特に私のような地方出身者は、寮生活という事もあり、毎日が合宿のようで、とても楽しかった。

4月も間も無く終わろうという頃、私は同期の山本 博臣(やまもと ひろおみ)くんに飲みに誘われた。

山本くんは、ゆうくんよりも更に背が高く堀が深いイケメンだ。

本人曰く、187センチあるが、不便なだけで全く役に立っていないらしい。

私は同期みんなで飲みに行くものだと思っていたのに、待ち合わせ場所には、彼しかいなかった。

「あれ? みんなは?」

と聞くと、

「今日はみんな都合が悪いんだって。
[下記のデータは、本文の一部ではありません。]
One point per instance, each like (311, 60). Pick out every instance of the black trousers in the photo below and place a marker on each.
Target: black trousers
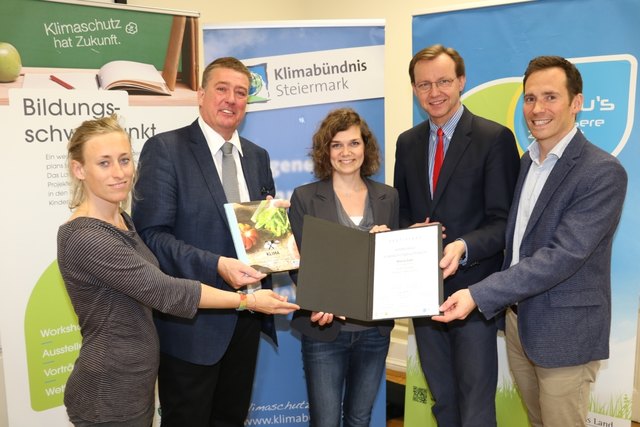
(211, 396)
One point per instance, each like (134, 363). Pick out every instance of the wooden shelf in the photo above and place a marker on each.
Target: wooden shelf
(181, 96)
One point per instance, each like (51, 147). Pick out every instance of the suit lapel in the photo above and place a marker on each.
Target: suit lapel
(421, 158)
(204, 159)
(249, 170)
(457, 146)
(558, 174)
(380, 204)
(325, 202)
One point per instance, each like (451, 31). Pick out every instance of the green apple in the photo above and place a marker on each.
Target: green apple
(10, 63)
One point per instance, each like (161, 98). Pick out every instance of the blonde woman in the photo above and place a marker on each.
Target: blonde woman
(114, 282)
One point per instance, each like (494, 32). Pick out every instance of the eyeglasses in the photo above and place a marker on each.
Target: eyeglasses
(425, 87)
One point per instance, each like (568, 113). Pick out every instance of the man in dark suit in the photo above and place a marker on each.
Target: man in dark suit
(206, 364)
(469, 190)
(566, 209)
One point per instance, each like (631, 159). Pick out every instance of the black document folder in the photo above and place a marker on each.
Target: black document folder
(367, 276)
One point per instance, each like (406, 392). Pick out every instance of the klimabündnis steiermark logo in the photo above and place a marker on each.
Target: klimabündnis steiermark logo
(259, 89)
(609, 88)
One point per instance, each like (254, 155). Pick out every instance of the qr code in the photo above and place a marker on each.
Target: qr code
(420, 395)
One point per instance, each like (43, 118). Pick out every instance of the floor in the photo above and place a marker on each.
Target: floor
(398, 378)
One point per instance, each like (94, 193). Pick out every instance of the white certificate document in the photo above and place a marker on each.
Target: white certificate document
(407, 280)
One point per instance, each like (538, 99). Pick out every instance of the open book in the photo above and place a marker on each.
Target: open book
(136, 78)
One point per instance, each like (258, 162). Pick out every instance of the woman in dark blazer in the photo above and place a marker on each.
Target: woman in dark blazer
(343, 354)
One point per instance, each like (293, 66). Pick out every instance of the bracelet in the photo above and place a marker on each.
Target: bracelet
(255, 302)
(243, 301)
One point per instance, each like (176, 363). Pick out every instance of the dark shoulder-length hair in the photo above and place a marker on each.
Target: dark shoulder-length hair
(337, 121)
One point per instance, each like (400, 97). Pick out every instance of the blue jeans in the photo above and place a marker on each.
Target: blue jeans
(343, 377)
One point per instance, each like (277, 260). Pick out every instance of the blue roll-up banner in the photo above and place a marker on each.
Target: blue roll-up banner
(497, 43)
(301, 71)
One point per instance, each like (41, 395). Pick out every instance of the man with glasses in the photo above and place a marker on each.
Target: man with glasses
(458, 169)
(557, 269)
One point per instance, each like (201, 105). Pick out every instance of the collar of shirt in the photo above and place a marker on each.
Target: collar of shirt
(215, 140)
(556, 152)
(447, 128)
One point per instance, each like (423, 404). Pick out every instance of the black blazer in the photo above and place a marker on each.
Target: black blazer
(317, 199)
(474, 192)
(178, 209)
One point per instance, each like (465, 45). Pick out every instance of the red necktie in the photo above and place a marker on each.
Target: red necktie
(437, 161)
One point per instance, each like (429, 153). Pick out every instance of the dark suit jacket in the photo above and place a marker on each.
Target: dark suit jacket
(178, 210)
(317, 199)
(562, 282)
(474, 192)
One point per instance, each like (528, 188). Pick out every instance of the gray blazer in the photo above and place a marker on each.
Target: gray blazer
(317, 199)
(563, 281)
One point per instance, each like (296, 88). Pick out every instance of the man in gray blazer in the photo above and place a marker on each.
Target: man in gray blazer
(206, 363)
(556, 282)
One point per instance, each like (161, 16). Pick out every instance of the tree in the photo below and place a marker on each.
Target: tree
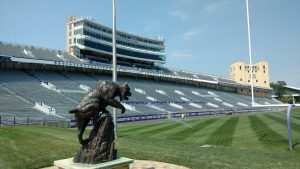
(278, 88)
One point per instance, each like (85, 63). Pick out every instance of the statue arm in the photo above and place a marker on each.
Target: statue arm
(116, 104)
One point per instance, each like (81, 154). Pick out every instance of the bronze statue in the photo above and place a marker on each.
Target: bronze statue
(94, 105)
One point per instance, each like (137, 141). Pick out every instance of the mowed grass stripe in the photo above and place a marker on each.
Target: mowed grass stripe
(160, 129)
(283, 122)
(224, 134)
(268, 137)
(183, 134)
(141, 127)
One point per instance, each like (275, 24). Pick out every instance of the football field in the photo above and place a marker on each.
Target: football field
(252, 140)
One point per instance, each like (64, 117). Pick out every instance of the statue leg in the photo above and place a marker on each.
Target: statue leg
(81, 129)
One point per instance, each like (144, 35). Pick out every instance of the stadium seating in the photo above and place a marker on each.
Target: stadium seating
(21, 89)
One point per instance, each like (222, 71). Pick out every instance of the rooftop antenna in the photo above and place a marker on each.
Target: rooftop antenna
(250, 53)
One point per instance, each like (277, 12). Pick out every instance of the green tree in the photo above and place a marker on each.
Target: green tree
(279, 90)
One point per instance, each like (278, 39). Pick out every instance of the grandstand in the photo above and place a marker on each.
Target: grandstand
(45, 83)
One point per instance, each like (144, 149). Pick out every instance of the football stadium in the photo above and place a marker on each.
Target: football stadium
(175, 116)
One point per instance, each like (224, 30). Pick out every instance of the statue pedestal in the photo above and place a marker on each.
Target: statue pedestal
(119, 163)
(101, 147)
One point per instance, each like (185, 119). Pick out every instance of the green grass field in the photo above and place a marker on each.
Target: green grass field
(254, 140)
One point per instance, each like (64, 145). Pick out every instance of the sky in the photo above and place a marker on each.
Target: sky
(204, 36)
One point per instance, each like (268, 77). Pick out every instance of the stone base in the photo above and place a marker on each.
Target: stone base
(119, 163)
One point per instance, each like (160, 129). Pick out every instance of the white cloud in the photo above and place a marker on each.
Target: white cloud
(150, 24)
(184, 1)
(214, 7)
(179, 14)
(192, 34)
(180, 54)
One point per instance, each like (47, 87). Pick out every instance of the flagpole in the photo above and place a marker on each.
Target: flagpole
(114, 59)
(250, 53)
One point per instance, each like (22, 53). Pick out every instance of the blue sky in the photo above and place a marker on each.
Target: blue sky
(201, 35)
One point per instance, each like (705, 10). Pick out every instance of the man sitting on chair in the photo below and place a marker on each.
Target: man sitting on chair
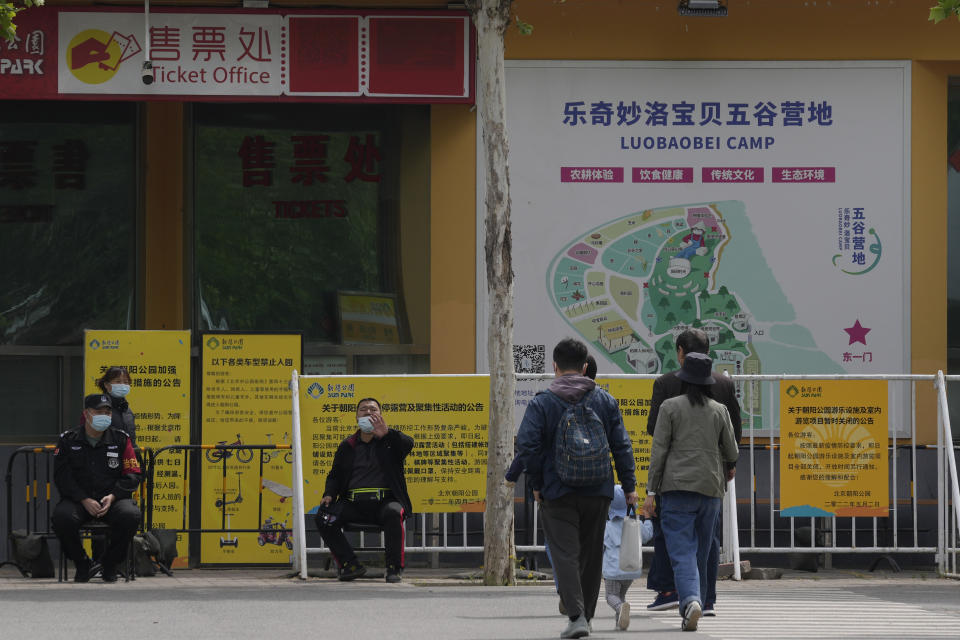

」

という返事が返ってきた。

だったら、別の日にすればいいのに。

と思いつつも、山本くんが飲みに行きたいというので、付き合う事にした。

お洒落なショットバーのようなところに連れていかれ、カクテルを何杯か飲んだが、山本くんはあまりアルコールに強い方ではなく、私より先に酔ってしまった。

駅まで山本くんを支えながら歩いていると、突然、山本くんの足が止まった。

「どうしたの? 具合悪い?」

私が見上げて尋ねると、急に山本くんの手が背中にまわった。

何?

私、抱きしめられてる?

それとも、具合が悪くてしがみついてるの?


わけが分からなくて、その場で固まっていると、ふと山本くんの手が弛んだ。

ほっとしたのも束の間、山本くんの手が後頭部にまわり、気づくと山本くんの唇が私のそれに重なっていた。

茫然自失。

何が起きているのか理解できずに立ち尽くす私。

通りすがりの酔っ払いに指笛を鳴らされ、はやし立てられて、初めて、公衆の面前で私のファーストキスが奪われた事に気付いた。